After three years of conversations and study, Scott County leaders say they're poised to approve a funding proposal to get a long-talked about youth assessment program off the ground.
"It's been a long time coming," Jeremy Kaiser, Scott County director of the Juvenile Detention and Diversion Programs, told the Scott County Board of Supervisors Tuesday. "I think this will have direct impacts on public safety, juvenile crime as well as juvenile detainment."
Supervisors met to discuss a memorandum of understanding among the county, city of Davenport, city of Bettendorf and United Way Quad Cities for the establishment of a youth assessment program connecting youth and families to preventative behavioral and mental health services to lower juvenile crime.
The program would provide "a coordinated, single-entry site that will assist" youth and their families in Scott County with "early identification, intervention and comprehensive assessment to appropriate services that will ultimately lead to the reduction of crime," according to a letter to Bettendorf City Council members from city staff.
According to the proposed agreement, Davenport, Bettendorf and Scott County would provide five years' worth of initial funding for the program, during which time local leaders would continue to examine a long-term, sustainable funding model, including public and private sources.
Davenport would contribute $1 million in seed funding from nearly $41 million it's slated to receive in federal COVID-19 relief funds. Bettendorf would provide a one-time payment of $300,000. Scott County would provide a total of $700,000 in equal installments over five years.
United Way would serve as the fiscal agent, managing and administering the funds and a contract with Family Resources to provide assessment, referral and case management services. Sarah Ott, chief strategy officer for the city of Davenport, which is serving as the lead agency, said United Way was in the process of finalizing a contract with the service provider.
Family Resources was chosen through a request-for-proposal process overseen by United Way and city of Davenport, which a national advocacy group has said was flawed. Family Resources was the only service provider to submit a proposal.
Stephanie Hernandez, director of initiatives with Family Resources, said the nonprofit hopes to be serving kids by the start of next school year, and is currently hiring for three new full-time positions to run the program -- two care coordinators and one assessor.

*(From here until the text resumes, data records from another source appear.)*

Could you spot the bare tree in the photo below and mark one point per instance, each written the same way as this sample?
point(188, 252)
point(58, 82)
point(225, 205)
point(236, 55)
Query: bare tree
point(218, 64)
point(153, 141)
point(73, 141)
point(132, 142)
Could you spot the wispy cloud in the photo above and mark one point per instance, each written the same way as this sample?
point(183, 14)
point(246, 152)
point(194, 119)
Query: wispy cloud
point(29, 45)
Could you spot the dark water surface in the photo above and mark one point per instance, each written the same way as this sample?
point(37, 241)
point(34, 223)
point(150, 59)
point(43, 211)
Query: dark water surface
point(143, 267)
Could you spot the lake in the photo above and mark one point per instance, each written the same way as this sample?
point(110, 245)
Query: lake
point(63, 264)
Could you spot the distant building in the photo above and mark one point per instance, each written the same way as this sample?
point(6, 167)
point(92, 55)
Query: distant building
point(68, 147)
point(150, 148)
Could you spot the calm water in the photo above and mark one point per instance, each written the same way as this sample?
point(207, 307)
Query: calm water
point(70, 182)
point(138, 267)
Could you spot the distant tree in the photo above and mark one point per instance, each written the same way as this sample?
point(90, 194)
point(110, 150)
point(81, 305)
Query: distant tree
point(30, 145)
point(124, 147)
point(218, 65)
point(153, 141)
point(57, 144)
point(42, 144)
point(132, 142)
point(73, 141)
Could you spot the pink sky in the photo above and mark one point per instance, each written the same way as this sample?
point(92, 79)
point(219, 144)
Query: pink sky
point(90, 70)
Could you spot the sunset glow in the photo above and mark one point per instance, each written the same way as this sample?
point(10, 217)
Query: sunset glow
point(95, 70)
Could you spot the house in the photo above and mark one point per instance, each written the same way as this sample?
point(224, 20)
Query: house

"We need to provide additional services to individuals in our community, assessing and supporting those families before they’re in crisis," Hernandez said. "We need early intervention to identify where the needs are for families before they fall into the system, whether is DHS, sheltered care, juvenile court and detention – any type of out-of-home placement for youth. We need to warp services around them early to meet their needs, and I hope our community rallies around this collaborative effort."
Hernandez noted "Family Resources can't do it alone."
"This is not about Family Resources providing the service, but how do we partner with other organizations to provide the needed services to address our youth and families presenting issues, working with referral partners such as schools and anyone that works with youth and families," she said.
Bettendorf City Council members were expected to vote Tuesday night to approve the agreement. Scott County supervisors are expected to vote Thursday to approve the agreement. Davenport aldermen will review the agreement during Wednesday's committee of the whole meeting and are expected to vote to approve the agreement at their regular meeting next week.
While Family Resources has offices in Davenport, a lot of the youth assessment program's work will be de-centralized, with assessment staff and case workers going out into the community and performing assessments in schools, homes "and trying to make it as easy as possible to go to where the families are to access these services," Ott told supervisors Tuesday.
Ott said city and county officials are still evaluating a law-enforcement component of a Youth Assessment Center that would likely be co-located with a new, expanded Juvenile Detention Center. Such a component would provide "quick, holistic assessment of youth following contact with law enforcement," according to Davenport city officials.
"This will help judges and case workers make more informed decisions and move youth through the justice system both expeditiously and effectively," according to a city memo.
Officials, though, stressed the community-based youth assessment program is separate and distinct from discussions by Scott County officials about building a larger detention center.